Ich hatte mir in letzter Minute eine zauberhafte Begleitung organisiert und zu zweit liefen wir Richtung Eingang, vor der Tür war aber erstmal nicht viel los. In der Halle selbst konnten wir bei schummrigem Licht einige Cowboys mit Hut, Bandana und Stiefeln erkennen. Waffen trugen sie keine, mussten anscheinend beim Ritt in die Stadt an den Citylimits dem Sheriff übergeben werden. Ich hatte mir vorsichtshalber ein kariertes Hemd angezogen, man will ja nicht unangenehm auffallen und da ist man mit angemessener Kleidung meist gut beraten. Es waren jedoch nicht nur Westernfans, Trucker und Rittmeister in der Halle, sondern auf den ersten Blick auch erstaunlich viele normale Menschen (na gut, was ist schon normal?). Quer durch alle Alters- und Gesellschaftsschichten, klein, groß, dick, dünn, alles dabei.

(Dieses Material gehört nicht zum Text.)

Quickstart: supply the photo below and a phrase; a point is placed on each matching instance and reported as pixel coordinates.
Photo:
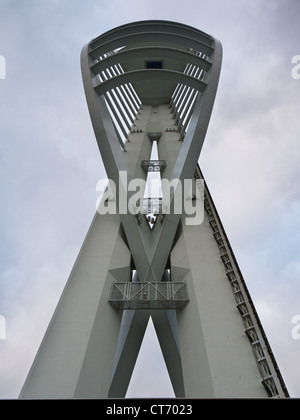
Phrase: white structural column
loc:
(146, 83)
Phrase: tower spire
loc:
(145, 82)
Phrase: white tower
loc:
(153, 84)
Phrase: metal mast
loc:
(164, 256)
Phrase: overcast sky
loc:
(50, 164)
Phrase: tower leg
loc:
(76, 357)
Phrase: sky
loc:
(50, 165)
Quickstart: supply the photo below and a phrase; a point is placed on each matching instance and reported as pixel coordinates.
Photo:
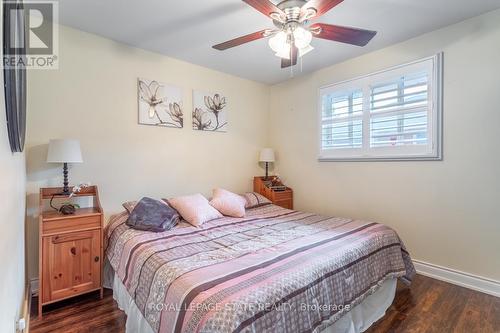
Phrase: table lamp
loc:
(64, 151)
(267, 156)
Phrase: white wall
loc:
(447, 212)
(12, 210)
(93, 98)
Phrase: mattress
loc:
(275, 270)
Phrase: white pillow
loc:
(228, 203)
(195, 209)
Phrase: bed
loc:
(275, 270)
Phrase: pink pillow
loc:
(195, 209)
(228, 203)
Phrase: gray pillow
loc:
(152, 215)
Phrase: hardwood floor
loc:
(427, 306)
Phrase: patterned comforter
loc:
(275, 270)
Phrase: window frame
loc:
(430, 152)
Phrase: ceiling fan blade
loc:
(267, 8)
(341, 34)
(319, 7)
(293, 58)
(241, 40)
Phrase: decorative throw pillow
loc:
(254, 199)
(152, 215)
(195, 209)
(129, 206)
(228, 203)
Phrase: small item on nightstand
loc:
(69, 208)
(267, 156)
(274, 190)
(64, 151)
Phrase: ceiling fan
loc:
(292, 36)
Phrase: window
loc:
(389, 115)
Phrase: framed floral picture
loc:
(209, 111)
(160, 104)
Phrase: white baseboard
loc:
(459, 278)
(34, 283)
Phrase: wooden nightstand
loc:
(70, 249)
(280, 198)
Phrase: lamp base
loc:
(65, 174)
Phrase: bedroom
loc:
(144, 106)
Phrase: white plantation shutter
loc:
(393, 114)
(342, 120)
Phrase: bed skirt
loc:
(359, 319)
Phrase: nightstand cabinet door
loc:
(71, 264)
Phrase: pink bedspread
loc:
(275, 270)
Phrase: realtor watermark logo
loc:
(31, 35)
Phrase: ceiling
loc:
(186, 29)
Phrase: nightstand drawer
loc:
(282, 195)
(70, 224)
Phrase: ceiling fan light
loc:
(278, 41)
(302, 37)
(305, 50)
(284, 53)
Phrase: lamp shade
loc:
(267, 155)
(64, 151)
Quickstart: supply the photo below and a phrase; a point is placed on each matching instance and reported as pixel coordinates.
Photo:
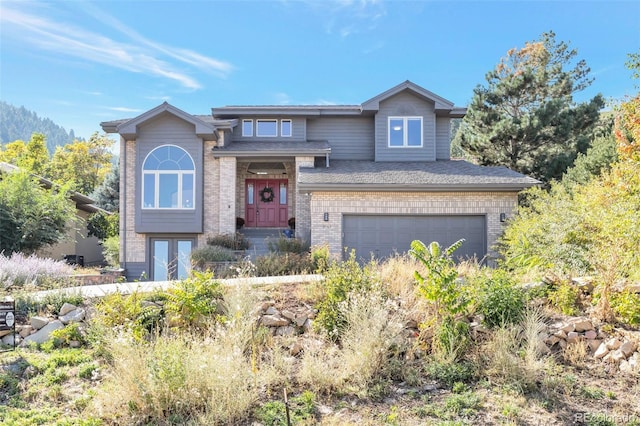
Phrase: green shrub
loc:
(283, 264)
(235, 241)
(111, 251)
(288, 245)
(565, 298)
(439, 285)
(301, 409)
(626, 306)
(203, 255)
(341, 279)
(500, 301)
(320, 258)
(194, 301)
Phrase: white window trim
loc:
(156, 195)
(243, 133)
(405, 136)
(157, 173)
(265, 121)
(282, 128)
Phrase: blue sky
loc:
(81, 63)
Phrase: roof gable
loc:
(129, 129)
(441, 103)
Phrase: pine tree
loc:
(526, 118)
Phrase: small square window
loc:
(267, 128)
(247, 128)
(285, 128)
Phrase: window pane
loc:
(187, 191)
(151, 163)
(283, 193)
(396, 132)
(184, 263)
(414, 128)
(285, 128)
(267, 128)
(168, 191)
(247, 128)
(149, 190)
(160, 260)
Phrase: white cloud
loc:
(138, 54)
(123, 109)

Pünktlich wie die Tagessschau um 20.00 und also genau wie angekündigt betrat die Band die Bühne und legte routiniert los. Guter Sound, gute Band, gute Laune, so könnte man es zusammenfassen. Die Songs waren alle etwas kurz, Platz für freie Improvisation war nicht vorgesehen. Die Telecaster twangte, die Geige fiedelte und die Steel Guitar jaulte, knackige Arrangements, schöne Gesangschöre und alles sehr sattelfest. Es wurde einige Klassiker und sehr viele Songs vom aktuellen und vergangenen Album gespielt. Das weiß ich allerdings nur, weil zwischen den Songs unterhaltsam moderiert wurde, übrigens immer mit dem Verweis, wie und wo man die neue CD kaufen kann.

Die Band besteht aus vier altgedienten Mitgliedern und zwei jungen Neuzugängen an Fiddle/Gitarre und E-Gitarre/Mandoline. Arrangements, Sound und Performance sind sehr überzeugend, eher traditionell als modern oder innovativ, dabei aber nicht altbacken, sondern durchaus ansprechend. Ich ertappte mich ein paar Mal dabei wie ich ordentlich mitgroovte, während neben mir lautstark mitgebrüllt wurde („Die Cowboys von der Waterkant mit ihrem Nashvillesound“). Musikalische Highlights waren sicher die Einlagen von Steel Guitarist Knut Bewersdorff und Gitarrist Chris Kaufmann. Andreas Cisek singt sich ordentlich durchs Repertoire und Teddy Ibing darf mit ein paar komödiantischen Einlagen gute Laune verbreiten. Songschreiberisch bewegen sich die Songs hart an der Grenze zum deutschen Schlager, auch wenn das von den gelungenen Arrangements klug kaschiert wird. Allenfalls kratzen sie hier und da mal an der Oberfläche irgendwelcher Allerweltsthemen, textlichen Tiefgang jeglicher Art sucht man leider vergebens. Trotzdem ist die Band sympathisch, erfüllt ihren Auftrag und unterhält ihr Publikum bestens. Gibt schließlich schlimmere Sachen als einen halben Saal voll Zuhörer zum Mitsingen und Tanzen zu bewegen, schon klar.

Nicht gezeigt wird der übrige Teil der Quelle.